沖縄タイムス | 空港業務の新会社検討 県、国際線増便に対応中国訪問で副知事表明 http://p.tl/Iv9Y いやな予感がする記事。戦略で最もしてはいけないことは、「対処する」ということである。戦略とは常に「待ち伏せ」でなければならない。沖縄県に戦略が存在しない理由である。

2010-08-17 12:32:18
樋口耕太郎 @trinity_inc

Reactive な「対処」に要する作業は、Proactive な「戦略」に比べて、どんなに少なく見積もっても10倍のエネルギーが必要だ。物事に「対処」し始めると、多忙になり、余裕がなくなり、視野が狭くなり、人をコントロールする必要性を感じ、健康を害し、なにより自分が疲弊する。

2010-08-17 18:47:22
樋口耕太郎 @trinity_inc

だから、県庁職員が常に超多忙なのは当然だ。そして、実際大量の仕事量をこなしている。・・・しかし、その状態にあまり同情を感じにくいし、そんなプロセスに県民を巻き込んでほしくない。

2010-08-17 18:49:55
樋口耕太郎 @trinity_inc

10倍の生産性を生み出すことは、実はとても簡単である。現在自分が重要だと思っていた仕事の9割が実は「無駄」かも知れないということを認め、1割を残して捨てること。誰も物理的に10倍働くことは不可能なのだから、10倍の生産性を上げるためには、まず、10倍楽をしなければならない。

2010-08-17 18:54:13
樋口耕太郎 @trinity_inc

「どんな仕事をすべきか?」ではなく、「どうしたらこの仕事をしなくて済むだろうか?」と常に考えているリーダーの元で働く従業員は本当に幸福だ。リーダーが自分の実績を作ろうと気張って新しいことに取り組む前に、コストを殆どかけず、既存組織の生産性を飛躍的に向上させる方法はいくらでもある。

2010-08-17 19:01:44
樋口耕太郎 @trinity_inc

リーダーにとって、「捨てる」ということほど生産性を生み出す決断はないのだ。そしてこれは、経営理論でも、ビジネスモデルでもなく、個人の行き方の問題である。経営とは本来きわめてパーソナルな行為でもあるのだ。http://www.trinityinc.jp/updated/?p=388

2010-08-17 19:06:41
樋口耕太郎 @trinity_inc

反面「捨てる」という生き方は、積み上げること、獲得すること、所有を増やすことによって現在の地位を得てきた経営者が最も苦手とする生き方でもある。世の中の大半の組織が低い生産性のまま放置されている理由はここにある。

2010-08-17 19:09:58
樋口耕太郎 @trinity_inc

トップセールスというより、大名行列というべきだろう。
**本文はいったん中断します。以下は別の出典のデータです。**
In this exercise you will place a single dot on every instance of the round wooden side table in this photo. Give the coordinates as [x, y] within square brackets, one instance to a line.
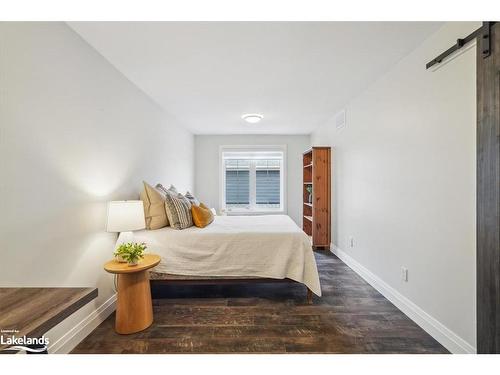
[134, 308]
20人の面々と新報・タイムスの記者を引き連れ、沖縄のホテルを1泊5,000円で売りに行ったと聞く。 @ryukyushimpo 県要請団が中国入り 沖縄観光などPRへ http://bit.ly/9w6hmr

2010-08-19 05:26:27
樋口耕太郎 @trinity_inc

1泊最低2,000ドルするドバイの最高級ホテルブルジュ・アル・アラブの宿泊客は今や60%が中国人(http://1cc.jp/kczmnq)。同じ顧客(中国)に対して、沖縄で最も価値のある宿泊施設を、わざわざ税金を使い、メディアを引きつれ、大挙してダンピング行商に行く沖縄県庁。

2010-08-19 05:33:56
樋口耕太郎 @trinity_inc

これは事業経営の基本中の基本だが、価格の安さで顧客を捕まえても、それは一時的なものであり、顧客層を下げ、利益率を下げ、人件費が削られ、やがて事業は破綻する。低価格をアピールするのは営業ではなく、お年玉を持って観光旅行に行くのと変わらない。

2010-08-19 05:37:45
樋口耕太郎 @trinity_inc

一旦低価格を提示した後で、中国相手に価格を上昇させることがどれだけ難しいことか、ほんの少しでも理解しているのだろうか。それどころか、5000円で仕入れた沖縄のホテルの部屋を、彼らが自国の顧客に1万円~1.5万円で販売(転売)して利益を抜くのは国際ビジネスの常識だ。

2010-08-19 05:40:25
樋口耕太郎 @trinity_inc

上原副知事以下悪気があるとは思えないが、現実には、国際ビジネスを十分に理解もせず、税金を使い、20人もの大群で、メディアに宣伝させながら、沖縄の最も価値のある資産をどぶに捨てに行っているに等しい。沖縄県庁に個人的な恨みはないが、これでは沖縄の観光業界があまりに気の毒だ。

2010-08-19 05:44:15
樋口耕太郎 @trinity_inc

明言するが、今回の「トップセールス」は、沖縄県庁の観光行政の中でも最悪の部類のものだ。セールスを経験した者なら誰でも理解できると思うが、20万円で買う気満々の顧客に、5000円で商品を大量に販売し、営業成績をあげるスネ男のような営業マンは、組織では絶対に尊敬されない。

2010-08-19 05:53:52
樋口耕太郎 @trinity_inc

顧客はセールスがオファーした価格以上の価格では絶対に物を購入したりはしない。同じものを「5000円」というか、「20万円!」というかはセールスの誠意と、真剣味と、度胸による。経験すればわかるが、ここで「20万!」というのは本当に勇気がいるものだ。だからこそリーダーと呼ばれるのだ。

2010-08-19 05:56:58
樋口耕太郎 @trinity_inc

最大のダメージは、観光産業の収益構造を破壊したことだ。利益率10%そこそこの(シティ)ホテルで、価格を10%下げた瞬間に利益が吹き飛ぶ。単価が下がれば顧客数が増え、実質的に人員が不足し、現場が疲弊し、モラルが下がり、顧客層が低下し、クレームが増え、販管費が上昇・・・死に至る病だ。

2010-08-19 06:02:58
樋口耕太郎 @trinity_inc

そうは聞こえないかもしれないが、以上は批判ではない。本当に、本当に、観光産業のこと、顧客のこと、国際ビジネスのことを、深く、深く理解して、県民のために力を尽くして頂きたい。現場がどれだけ苦しい思いをしているか、生活のためにどれだけ戦っているか是非是非理解して、行動を再考頂きたい。